There is no cure for Crohn’s disease at the present time. Fortunately, however, in the majority of patients the disease and it manifestations can be controlled for extended periods of time with medications. These medications work by decreasing or removing the inflammatory response in the bowel wall reducing the symptoms. There are a variety of medications that can be utilized for Crohn’s disease. The medical management of Crohn’s is usually directed by a gastroenterologist who is an expert in the long term care of these patients.
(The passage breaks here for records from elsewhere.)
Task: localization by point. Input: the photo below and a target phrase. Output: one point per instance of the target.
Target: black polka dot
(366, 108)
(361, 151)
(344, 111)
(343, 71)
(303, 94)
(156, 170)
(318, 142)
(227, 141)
When is Surgery Necessary?
Even with expert care, some Crohn’s patients may go on to develop complications of their disease such as obstruction, abscess formation or fistulas. These problems usually necessitate an operation to resolve. It is in this role that the surgeon’s at Fairfax Colon and Rectal Surgery excel. We have a vast experience in performing the often technically challenging surgeries that are required in these cases. Most of these operations involve removing a limited amount of affected intestine and reconnecting the two ends of healthy bowel. In the appropriate setting, the operation may be accomplished laproscopically leaving the patient with the least amount of visible scars. Due to their disease, pre-operative Crohn’s patients are often malnourished and/or on high doses of steroids. They have often been suffering with pain and infection for an extended period of time. Once recovered from their surgery, these patients are uniformly astounded by the improvement in their state of well being.
The anorectal manifestations of this disease can be challenging to manage and should be evaluated by a specialist in colon and rectal surgery. These patients may develop abscesses that require drainage or fistulas that require extensive experience to evaluate and care for. A minimalist approach is usually best to avoid any compromise of the patient’s continence.